One reason why is simple corruption. Since the fall of Saddam Hussein, Iraqi elites have seen the government as their personal playground: Last year, evidence emerged that 29 companies have stolen over $4 billion from Iraq's government using fake contracts. Iraq ranks 161 out of 168 countries on Transparency International's Corruption Perceptions Index.

The problem goes beyond illegal corruption. Cronyism has become a defining feature of Iraq's political system, which means even legitimate government businesses — like, say, state-run companies — serve more to get money to the right people than to do their actual jobs.

"Many politicians in Iraq are oblivious to the financial black hole of mismanagement," Luay al-Khatteeb, a fellow at the Center on Global Energy Policy of Columbia University, writes in the National Interest. According to Khatteeb, the problems include:

Generous subsidies for anything that moves and the propping up of a host of failed state-owned companies, as well as absurdly bloated ministry payrolls and high politicians’ salaries. In fact, ministry payrolls have become a kind of jobs-for-votes scheme. Therefore, $60 billion of Iraq’s $99 billion budget goes to state wages, blank checks for political hiring schemes.

Politically driven mismanagement has screwed up major national industries, like natural gas — which Iraq has to import because its processing systems are too inefficient to process enough of its abundant reserves for domestic consumption. In 2016, the World Bank ranked Iraq 161 out of 189 countries on an ease-of-doing-business scale, because, according to Khatteeb, "private investors that Iraq desperately needs find themselves walking into a minefield of political interests."

Prior to the past two years, this system was held together by oil revenues — enough people profited from government payments to avoid major unrest. But with the collapse in oil prices in the past two years, the Iraqi government has found itself very short on cash, raising public anger to a boiling point.
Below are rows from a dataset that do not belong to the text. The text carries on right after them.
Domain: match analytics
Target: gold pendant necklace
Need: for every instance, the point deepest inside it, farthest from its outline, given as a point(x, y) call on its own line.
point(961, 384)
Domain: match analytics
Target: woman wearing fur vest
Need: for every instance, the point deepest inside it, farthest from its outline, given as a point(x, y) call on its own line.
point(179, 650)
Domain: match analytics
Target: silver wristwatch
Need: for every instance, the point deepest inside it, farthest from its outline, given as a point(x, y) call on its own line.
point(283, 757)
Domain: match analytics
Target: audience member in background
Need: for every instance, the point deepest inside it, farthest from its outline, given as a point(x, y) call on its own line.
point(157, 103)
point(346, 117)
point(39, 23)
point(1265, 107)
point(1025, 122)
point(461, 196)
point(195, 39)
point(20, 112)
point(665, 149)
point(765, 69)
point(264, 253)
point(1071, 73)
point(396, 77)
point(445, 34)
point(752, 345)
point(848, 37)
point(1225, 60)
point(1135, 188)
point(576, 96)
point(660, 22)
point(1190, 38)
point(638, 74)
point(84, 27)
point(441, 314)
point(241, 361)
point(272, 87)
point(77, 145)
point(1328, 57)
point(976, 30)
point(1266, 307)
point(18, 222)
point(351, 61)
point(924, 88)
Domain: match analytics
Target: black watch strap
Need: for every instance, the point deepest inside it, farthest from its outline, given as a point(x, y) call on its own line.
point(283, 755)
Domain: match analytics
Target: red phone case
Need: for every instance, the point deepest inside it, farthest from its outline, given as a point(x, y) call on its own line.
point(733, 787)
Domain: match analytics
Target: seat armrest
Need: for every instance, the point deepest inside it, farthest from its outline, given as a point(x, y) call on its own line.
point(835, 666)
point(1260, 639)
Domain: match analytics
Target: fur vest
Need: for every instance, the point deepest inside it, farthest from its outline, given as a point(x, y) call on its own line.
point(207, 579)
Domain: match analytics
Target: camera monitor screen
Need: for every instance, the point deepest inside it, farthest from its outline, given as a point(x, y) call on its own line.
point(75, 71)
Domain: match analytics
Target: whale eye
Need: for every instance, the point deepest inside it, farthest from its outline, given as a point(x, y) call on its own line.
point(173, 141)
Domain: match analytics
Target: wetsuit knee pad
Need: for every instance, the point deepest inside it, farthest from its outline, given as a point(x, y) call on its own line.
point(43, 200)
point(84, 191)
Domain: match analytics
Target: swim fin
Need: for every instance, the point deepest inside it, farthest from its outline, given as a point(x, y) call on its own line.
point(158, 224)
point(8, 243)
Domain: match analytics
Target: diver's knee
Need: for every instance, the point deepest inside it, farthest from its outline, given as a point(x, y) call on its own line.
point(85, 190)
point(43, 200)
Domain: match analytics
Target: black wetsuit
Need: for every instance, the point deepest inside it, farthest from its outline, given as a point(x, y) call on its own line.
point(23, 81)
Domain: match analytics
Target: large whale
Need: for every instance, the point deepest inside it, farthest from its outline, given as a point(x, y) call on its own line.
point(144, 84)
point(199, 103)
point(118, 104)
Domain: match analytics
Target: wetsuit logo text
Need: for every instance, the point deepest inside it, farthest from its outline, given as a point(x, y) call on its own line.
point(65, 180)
"The severe drop in oil prices has led to a cut in public-sector salaries in a country where 95 percent of the budget comes from oil revenues and about 7 million people are on the government payroll," Sky writes. "The stress on society has brought angry young men out to the streets, demanding an end to the 13-year mismanagement and plundering of billions of dollars by the new political class."

Tackling entrenched corruption and cronyism like this is hard in the best of times. But Iraq is in the middle of a war on ISIS.

Its military commanders hope to move on the group's most important Iraqi stronghold, Mosul, in the next few months. Even after ISIS's Iraqi holdings are retaken, the formerly ISIS controlled areas need to be rebuilt — and the sectarian tensions that gave rise to ISIS in the first place need to be addressed as well.

This makes for an extraordinary number of fundamental challenges for the Iraqi state. And it's far from clear that it is prepared to handle them.